Incredible Okçular!

Okçular’s Photo Archive

Okçular, my home village, is a simple farming community peopled by folk who are best described as ‘Salt of the Earth’. The village as we know it came into existence in the early to mid 1960s when the villagers of what had earlier been known as Kapız Köyü, together with their neighbouring hamlets, picked up picks and shovels and set about digging a drainage canal that would not only help to eradicate malaria but would make the fertile flood plain available for arable farming year-round. Building became possible and by-and-large families moved from the scrubby, rocky soil of Kapız (where I now live) to the new, rich land that was opened up to them.

Bayram Özal - soldier of the new Republic 1923

People’s health and material lives began to improve and histories that were once only told in stories, passed by word of mouth from granny to grandchild, began to be recorded in photographs. There had been a few treasured snaps from earlier years but they were very few and far between.

Bahar Uysal and Dudu Çakır

As part of the research for my original Okçular Village Guide book, I asked my neighbours to lend me any old photos they had that might be useful to illustrate some of the old folks’ stories. As sales of the book took off and the Okçular Book Project became a reality J and I looked round for ways in which we could give something back to our friends and neighbours that would be useful and life-enhancing. Most of you already know about the play park for the kids and the mural project at the village school; you can re-cap on them by following these links

What you won’t be familiar with is the Photo Archive – as more photos than I could ever use were handed over for the book, I began to float the idea of a ‘Photo History’ that would make these treasures available to everyone. It was an idea that has captured the interest of most of the villagers to such an extent that whenever a display is put up, J and I get overwhelmed by the response.

It was apparent that what was needed was a permanent way to display the pictures. As we now have a new village centre with a tea house, barber, offices and an education room we have started to enlarge and frame the pictures and have them on permanent loan where everyone can enjoy them.

Here are just a few treasures from Okçular’s Photo Archive – a brief glimpse into a lost world – I hope you enjoy them.

Alan Fenn, Okçular Köyü

Ali and Bahar Uysal 1955


Bayram Özal 1923


Okçular menfolk circa 1965


Omar Aydoğan circa 1982


circa 1960


Osman Çetin pretends to be a village dandy

11 thoughts on “Okçular’s Photo Archive

    1. Talking with the old folks – ‘Yasli Cinarlar’ (sorry, no Turkish chs etc on this machine) as they call them locally and getting their stories for the book was a wonderful exercise.

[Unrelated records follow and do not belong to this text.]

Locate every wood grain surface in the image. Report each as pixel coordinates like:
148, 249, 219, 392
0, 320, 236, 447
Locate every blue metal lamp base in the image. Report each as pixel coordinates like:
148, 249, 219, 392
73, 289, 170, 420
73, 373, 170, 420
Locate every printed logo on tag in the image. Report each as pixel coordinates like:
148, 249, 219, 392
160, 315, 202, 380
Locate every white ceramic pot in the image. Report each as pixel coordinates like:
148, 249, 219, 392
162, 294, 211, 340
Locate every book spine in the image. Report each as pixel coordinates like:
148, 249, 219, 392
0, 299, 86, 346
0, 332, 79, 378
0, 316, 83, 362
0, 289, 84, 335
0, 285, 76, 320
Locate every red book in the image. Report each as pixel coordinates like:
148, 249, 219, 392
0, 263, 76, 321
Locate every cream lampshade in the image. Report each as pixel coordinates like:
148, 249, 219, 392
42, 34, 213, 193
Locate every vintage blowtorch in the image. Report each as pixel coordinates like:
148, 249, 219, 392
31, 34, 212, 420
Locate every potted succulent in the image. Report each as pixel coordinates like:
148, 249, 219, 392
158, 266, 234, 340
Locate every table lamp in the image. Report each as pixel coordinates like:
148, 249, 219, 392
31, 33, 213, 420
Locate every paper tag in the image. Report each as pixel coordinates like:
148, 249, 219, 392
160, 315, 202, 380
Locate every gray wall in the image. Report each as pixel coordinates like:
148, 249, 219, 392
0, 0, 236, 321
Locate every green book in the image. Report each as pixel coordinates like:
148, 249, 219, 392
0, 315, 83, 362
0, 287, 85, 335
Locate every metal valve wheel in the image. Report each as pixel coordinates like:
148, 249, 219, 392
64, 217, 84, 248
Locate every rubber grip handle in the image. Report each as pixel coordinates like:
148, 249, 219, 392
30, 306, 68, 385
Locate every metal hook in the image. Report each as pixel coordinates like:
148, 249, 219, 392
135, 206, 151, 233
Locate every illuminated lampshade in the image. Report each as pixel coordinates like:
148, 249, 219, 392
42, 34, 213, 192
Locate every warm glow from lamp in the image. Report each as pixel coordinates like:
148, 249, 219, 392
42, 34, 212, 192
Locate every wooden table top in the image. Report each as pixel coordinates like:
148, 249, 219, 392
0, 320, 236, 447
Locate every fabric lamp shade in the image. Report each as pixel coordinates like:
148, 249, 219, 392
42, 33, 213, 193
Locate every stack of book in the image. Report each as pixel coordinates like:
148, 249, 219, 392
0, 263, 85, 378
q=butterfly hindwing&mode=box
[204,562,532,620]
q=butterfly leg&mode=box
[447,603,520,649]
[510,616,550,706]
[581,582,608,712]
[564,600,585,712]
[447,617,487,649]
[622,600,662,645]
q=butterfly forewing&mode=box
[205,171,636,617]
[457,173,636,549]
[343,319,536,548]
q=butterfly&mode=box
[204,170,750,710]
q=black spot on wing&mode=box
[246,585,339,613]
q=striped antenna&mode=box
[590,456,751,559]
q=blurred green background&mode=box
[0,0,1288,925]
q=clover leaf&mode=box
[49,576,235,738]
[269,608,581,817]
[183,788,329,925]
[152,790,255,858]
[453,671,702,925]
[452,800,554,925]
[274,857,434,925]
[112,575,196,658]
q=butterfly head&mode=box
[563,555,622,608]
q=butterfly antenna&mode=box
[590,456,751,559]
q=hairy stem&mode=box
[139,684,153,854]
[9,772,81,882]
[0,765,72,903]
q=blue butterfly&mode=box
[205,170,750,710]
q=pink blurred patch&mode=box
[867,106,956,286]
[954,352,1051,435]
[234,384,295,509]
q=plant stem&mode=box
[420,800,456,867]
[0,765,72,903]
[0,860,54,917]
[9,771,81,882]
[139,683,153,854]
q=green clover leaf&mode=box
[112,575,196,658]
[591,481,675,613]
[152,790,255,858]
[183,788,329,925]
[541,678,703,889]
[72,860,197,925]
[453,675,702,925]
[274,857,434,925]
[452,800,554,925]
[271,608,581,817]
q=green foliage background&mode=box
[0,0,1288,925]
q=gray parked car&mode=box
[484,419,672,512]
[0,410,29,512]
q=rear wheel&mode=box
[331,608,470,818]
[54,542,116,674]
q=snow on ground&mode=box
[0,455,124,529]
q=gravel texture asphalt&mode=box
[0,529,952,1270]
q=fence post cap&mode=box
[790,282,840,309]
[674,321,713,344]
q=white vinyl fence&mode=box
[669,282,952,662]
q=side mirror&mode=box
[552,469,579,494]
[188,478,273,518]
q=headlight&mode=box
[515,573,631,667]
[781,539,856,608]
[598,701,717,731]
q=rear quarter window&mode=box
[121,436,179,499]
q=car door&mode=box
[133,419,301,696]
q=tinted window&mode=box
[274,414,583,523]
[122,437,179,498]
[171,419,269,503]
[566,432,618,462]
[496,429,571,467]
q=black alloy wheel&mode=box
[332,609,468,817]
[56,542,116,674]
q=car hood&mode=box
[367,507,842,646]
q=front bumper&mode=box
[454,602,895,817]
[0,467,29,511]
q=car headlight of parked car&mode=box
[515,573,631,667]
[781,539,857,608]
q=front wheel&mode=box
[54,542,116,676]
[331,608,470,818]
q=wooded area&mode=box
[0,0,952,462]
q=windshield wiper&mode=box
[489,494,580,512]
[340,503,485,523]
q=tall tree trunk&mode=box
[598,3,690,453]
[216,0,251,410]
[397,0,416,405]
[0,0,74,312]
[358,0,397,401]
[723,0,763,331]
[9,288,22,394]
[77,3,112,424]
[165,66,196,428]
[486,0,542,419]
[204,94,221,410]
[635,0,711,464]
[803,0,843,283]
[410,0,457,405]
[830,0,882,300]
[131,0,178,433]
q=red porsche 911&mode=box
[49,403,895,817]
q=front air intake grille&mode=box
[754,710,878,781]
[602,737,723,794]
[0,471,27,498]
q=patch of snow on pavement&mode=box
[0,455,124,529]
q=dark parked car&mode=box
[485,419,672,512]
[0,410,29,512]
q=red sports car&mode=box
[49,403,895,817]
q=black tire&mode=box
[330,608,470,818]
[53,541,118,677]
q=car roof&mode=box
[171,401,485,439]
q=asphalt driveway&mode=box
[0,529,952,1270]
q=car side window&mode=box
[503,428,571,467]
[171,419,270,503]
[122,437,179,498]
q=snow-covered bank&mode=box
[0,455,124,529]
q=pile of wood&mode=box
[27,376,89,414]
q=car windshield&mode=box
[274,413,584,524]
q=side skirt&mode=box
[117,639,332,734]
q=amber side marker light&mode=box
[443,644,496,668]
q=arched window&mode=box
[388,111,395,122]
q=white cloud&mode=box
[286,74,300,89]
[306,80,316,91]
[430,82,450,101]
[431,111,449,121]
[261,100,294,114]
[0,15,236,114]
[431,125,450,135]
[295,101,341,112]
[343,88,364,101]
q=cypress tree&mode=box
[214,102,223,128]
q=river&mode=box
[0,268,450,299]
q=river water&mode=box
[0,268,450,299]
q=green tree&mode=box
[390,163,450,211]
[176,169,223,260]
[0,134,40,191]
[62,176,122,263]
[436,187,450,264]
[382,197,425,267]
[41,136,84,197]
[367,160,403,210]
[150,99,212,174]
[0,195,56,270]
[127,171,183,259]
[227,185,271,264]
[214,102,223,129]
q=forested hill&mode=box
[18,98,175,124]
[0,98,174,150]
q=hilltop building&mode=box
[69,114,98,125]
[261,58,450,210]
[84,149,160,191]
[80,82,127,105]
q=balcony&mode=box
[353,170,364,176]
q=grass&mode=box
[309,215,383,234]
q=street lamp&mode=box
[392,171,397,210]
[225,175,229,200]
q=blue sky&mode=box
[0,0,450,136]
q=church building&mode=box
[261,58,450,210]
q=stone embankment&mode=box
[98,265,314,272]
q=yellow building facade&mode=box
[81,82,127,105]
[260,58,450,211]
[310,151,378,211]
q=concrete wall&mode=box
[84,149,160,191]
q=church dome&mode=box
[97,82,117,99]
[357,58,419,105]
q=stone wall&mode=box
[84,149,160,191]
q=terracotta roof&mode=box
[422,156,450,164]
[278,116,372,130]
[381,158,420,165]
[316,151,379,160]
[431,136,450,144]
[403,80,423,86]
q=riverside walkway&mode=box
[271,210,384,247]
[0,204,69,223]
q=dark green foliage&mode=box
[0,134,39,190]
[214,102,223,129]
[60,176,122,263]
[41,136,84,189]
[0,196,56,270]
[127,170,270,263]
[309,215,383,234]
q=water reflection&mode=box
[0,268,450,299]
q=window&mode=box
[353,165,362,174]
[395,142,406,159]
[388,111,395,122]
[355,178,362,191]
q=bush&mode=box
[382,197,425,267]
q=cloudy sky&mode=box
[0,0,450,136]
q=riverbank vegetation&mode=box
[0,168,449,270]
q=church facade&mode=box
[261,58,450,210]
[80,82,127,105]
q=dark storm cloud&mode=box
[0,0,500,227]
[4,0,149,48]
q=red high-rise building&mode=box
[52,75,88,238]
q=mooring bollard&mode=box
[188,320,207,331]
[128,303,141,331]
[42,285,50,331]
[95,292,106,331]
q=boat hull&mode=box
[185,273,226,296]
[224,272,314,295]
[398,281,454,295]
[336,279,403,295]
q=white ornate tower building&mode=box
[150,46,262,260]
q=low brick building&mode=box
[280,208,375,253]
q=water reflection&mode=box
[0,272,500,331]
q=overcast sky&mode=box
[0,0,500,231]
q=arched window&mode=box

Even had some of the old dears confessing to eloping all those years ago – such memories. Since the book was published several have died but their memories live on. Glad you enjoyed the pics – we’re still putting them up at the new village centre for all to see.

    1. anything that doesn’t change is ‘dead’! Defining the ‘right’ sort of change is the difficult bit – mostly humans get that bit very wrong; or rather, those who seek to administer the rest of us for our own good and the profit of themselves and their cronies, get it wrong! Wrong for the planet and the 98% of humanity who don’t control everything.
      So easy to set me off on this road 😀
      Lots more pics to get displayed; glad you enjoyed them.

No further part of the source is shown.